Flashback. A year ago we bought our son a run bike for his birthday. From the parenting standpoint, a bike that will teach your children balance and stability seemed like a no-brainer. Plus, we didn’t have to push a tricycle around the neighbourhood with a sawed off hockey stick!
He loved it. I mean loved it. I thought he was going to sleep with the bike. He got on, rode, and had a huge grin on his face. When we told him it was time to come in, he cried.
When we went on walks, he asked politely to ride his bike. I said yes. He rode faithfully in every season: winter, spring, and fall.
This year, we enrolled him in a program called SprocKids put on by our local mountain bike club. (Did I mention we live in Alberta’s mountain bike mecca with a free, 37-acre bike park?) As you can imagine, my little mountain biker took right to it — and on the first night he was tackling skills park obstacles that made hairs on my head turn grey. One such obstacle was taller than I was, but he persisted.
But my mountain biker wasn’t done. He spied my bike in the shed, and he called me out: “Mommy, will you go biking with me?” I was floored. I hadn’t biked since high school, and my old Raleigh is from around 1993.
“It’s not about the gear,” I told myself as I inflated the tires on my old bike. I loaded the bikes in the back of my husband’s truck and we drove over to the bike park. I wondered how I was going to thrive on the adventure.
I was richly rewarded for my efforts.
For one thing, I participated in an activity with my child. And I didn’t have to do all the work by pushing or carrying. It was an activity he loved and he told me about every trail, every move, with such delight.
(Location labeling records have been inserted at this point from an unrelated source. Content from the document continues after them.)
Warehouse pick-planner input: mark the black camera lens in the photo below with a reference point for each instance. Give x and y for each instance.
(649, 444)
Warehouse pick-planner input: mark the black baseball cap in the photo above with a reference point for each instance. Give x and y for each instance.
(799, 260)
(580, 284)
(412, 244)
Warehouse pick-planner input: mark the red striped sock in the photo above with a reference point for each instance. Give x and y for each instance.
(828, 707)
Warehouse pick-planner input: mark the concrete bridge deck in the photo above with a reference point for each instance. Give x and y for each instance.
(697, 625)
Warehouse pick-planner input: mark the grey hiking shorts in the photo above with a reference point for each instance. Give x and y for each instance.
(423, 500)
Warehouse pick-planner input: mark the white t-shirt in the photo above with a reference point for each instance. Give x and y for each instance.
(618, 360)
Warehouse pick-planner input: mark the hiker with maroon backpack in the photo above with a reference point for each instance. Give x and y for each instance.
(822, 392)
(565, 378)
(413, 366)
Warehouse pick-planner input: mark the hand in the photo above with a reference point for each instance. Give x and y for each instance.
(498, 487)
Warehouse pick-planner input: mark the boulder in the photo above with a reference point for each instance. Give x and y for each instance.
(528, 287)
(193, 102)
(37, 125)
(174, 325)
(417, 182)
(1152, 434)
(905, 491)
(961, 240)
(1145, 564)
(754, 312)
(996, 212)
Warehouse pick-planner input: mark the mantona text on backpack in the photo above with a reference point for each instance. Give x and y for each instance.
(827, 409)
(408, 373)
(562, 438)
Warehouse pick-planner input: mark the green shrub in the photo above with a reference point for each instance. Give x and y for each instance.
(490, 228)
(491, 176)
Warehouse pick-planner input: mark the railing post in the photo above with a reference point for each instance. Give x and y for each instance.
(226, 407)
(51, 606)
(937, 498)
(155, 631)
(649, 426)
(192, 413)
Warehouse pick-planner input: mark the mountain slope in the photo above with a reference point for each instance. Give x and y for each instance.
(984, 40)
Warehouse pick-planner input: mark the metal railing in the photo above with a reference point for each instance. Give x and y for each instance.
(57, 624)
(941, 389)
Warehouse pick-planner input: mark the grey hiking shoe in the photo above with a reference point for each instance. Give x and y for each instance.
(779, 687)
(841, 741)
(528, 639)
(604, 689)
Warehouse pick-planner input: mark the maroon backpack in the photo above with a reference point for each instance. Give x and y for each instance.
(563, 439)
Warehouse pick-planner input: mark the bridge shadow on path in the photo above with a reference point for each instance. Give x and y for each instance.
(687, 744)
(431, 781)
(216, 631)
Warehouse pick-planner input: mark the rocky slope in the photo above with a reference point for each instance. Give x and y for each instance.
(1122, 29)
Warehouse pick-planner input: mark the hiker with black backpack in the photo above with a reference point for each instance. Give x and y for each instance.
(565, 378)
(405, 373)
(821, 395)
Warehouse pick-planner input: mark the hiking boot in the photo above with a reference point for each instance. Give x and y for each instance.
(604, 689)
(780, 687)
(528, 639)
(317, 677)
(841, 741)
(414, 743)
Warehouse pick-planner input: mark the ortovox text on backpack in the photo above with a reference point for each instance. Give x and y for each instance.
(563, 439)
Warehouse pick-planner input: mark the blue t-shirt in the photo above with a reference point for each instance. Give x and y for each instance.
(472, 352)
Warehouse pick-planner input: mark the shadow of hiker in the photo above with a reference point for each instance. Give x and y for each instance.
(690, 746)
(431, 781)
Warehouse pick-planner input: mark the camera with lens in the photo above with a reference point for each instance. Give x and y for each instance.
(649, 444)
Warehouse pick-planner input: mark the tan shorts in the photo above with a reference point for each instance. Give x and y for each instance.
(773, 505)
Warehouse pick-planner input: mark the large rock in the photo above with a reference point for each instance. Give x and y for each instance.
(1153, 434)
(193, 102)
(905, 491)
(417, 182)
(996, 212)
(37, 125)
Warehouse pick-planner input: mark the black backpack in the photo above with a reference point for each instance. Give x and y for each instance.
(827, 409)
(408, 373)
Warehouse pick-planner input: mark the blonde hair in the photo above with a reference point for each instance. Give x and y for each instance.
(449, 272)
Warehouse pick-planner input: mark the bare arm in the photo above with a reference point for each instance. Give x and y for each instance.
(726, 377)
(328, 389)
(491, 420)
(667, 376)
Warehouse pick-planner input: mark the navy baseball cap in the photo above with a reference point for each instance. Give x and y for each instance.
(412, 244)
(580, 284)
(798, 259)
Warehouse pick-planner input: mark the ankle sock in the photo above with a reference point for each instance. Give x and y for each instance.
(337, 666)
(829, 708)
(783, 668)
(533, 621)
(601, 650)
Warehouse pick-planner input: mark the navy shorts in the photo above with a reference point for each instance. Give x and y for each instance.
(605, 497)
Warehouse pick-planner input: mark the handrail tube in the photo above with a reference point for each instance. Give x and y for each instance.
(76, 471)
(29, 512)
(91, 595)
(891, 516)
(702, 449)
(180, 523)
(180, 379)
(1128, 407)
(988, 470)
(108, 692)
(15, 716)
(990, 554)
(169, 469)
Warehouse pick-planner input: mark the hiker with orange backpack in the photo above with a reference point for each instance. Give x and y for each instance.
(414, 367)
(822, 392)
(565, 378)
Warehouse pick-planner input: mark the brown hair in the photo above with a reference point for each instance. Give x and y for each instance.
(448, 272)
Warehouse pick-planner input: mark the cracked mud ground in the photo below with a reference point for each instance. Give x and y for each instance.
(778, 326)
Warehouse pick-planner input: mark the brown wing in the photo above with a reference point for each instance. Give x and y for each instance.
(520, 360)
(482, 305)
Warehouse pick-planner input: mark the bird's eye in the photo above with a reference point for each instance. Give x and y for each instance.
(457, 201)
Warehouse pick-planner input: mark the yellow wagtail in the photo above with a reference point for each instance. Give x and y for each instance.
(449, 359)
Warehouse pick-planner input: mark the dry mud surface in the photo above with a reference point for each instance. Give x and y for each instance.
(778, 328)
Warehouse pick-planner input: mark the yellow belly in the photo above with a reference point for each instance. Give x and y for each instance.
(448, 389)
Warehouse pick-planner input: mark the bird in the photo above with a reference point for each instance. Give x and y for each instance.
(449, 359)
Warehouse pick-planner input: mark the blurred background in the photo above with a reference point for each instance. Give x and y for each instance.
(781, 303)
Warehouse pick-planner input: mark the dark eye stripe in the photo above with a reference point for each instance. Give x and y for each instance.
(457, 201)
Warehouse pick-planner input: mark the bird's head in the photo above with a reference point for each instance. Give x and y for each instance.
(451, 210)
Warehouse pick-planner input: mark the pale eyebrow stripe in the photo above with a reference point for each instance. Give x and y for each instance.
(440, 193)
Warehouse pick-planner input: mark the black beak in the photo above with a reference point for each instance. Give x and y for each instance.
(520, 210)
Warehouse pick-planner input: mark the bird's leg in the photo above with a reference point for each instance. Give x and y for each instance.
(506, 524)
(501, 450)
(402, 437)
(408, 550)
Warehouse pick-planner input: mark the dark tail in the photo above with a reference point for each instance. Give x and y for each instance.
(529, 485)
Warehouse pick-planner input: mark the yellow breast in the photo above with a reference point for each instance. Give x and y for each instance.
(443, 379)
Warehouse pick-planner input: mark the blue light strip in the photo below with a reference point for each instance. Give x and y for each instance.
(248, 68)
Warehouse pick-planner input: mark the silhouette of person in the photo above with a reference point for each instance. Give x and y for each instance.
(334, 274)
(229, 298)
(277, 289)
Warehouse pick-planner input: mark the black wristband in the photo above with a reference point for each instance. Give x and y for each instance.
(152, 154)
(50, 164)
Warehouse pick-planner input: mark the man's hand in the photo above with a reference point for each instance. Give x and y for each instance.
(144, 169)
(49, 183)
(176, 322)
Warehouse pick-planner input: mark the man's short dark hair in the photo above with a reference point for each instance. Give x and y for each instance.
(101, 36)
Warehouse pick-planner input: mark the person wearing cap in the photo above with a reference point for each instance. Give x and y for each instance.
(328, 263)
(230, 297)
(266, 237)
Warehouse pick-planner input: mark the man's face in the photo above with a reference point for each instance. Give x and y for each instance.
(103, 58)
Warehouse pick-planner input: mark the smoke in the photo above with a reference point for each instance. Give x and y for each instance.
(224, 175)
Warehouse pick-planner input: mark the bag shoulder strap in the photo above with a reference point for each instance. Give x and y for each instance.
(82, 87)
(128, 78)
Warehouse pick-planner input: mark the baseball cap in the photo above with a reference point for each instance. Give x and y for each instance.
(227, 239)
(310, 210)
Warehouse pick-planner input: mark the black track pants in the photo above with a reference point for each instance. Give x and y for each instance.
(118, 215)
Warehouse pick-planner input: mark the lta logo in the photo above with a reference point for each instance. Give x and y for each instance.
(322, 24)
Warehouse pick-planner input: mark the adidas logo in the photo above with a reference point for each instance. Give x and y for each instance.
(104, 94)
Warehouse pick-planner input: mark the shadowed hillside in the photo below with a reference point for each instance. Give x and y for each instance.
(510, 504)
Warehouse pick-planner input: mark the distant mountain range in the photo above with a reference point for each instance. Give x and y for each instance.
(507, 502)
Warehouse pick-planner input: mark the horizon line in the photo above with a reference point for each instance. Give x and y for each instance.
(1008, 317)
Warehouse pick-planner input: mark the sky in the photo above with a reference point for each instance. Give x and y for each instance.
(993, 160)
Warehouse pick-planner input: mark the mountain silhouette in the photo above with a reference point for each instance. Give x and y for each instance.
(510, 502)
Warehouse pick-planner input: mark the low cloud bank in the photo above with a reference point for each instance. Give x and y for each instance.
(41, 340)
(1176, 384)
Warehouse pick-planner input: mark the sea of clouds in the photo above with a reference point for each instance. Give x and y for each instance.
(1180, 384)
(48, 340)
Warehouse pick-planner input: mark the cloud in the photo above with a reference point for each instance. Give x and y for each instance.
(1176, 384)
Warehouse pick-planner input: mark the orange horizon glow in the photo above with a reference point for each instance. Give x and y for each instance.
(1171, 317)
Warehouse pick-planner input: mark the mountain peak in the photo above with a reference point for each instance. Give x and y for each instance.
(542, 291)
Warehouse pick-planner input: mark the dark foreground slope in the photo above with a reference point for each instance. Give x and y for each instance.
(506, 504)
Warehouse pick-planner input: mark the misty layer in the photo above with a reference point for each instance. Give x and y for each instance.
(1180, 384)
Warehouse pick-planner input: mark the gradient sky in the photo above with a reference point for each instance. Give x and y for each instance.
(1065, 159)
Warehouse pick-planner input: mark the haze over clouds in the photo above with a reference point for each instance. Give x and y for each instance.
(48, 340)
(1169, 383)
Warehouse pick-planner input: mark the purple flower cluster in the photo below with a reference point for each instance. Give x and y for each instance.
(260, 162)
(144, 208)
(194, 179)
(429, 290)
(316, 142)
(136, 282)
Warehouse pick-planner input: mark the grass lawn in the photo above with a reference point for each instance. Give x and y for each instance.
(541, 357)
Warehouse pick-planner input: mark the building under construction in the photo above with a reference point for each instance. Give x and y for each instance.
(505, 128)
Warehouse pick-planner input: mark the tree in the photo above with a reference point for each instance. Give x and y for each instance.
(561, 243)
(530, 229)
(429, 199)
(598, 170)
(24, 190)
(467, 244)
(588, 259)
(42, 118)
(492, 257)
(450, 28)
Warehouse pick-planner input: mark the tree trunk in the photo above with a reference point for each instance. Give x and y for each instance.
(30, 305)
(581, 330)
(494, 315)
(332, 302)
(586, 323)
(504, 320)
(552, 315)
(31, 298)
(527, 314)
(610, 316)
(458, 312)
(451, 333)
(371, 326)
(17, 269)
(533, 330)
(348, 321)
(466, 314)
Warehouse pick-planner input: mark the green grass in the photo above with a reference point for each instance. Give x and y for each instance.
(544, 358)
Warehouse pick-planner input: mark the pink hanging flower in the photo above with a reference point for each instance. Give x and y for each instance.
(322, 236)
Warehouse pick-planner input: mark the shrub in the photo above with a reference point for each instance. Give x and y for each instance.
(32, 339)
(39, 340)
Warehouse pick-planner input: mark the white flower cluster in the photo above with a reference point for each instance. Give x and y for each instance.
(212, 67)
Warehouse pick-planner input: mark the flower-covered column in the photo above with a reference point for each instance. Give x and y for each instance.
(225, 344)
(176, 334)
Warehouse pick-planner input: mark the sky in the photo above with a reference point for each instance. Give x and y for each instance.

It was a revelation. We can actually now participate in a physical activity together. It’s not a “parent & tot drop in”, we’re at the independent stage, the “just like mom” stage.
We’ve guided him down the path to becoming a little mountain biker and now he’s ripping up the trails and inspiring us to be active, too.
After our little ride, I was inspired to get back on my bike after a long absence. I missed it, and I didn’t even realize it until I was back in the saddle.
And what they say is true: you never forget how to ride a bike.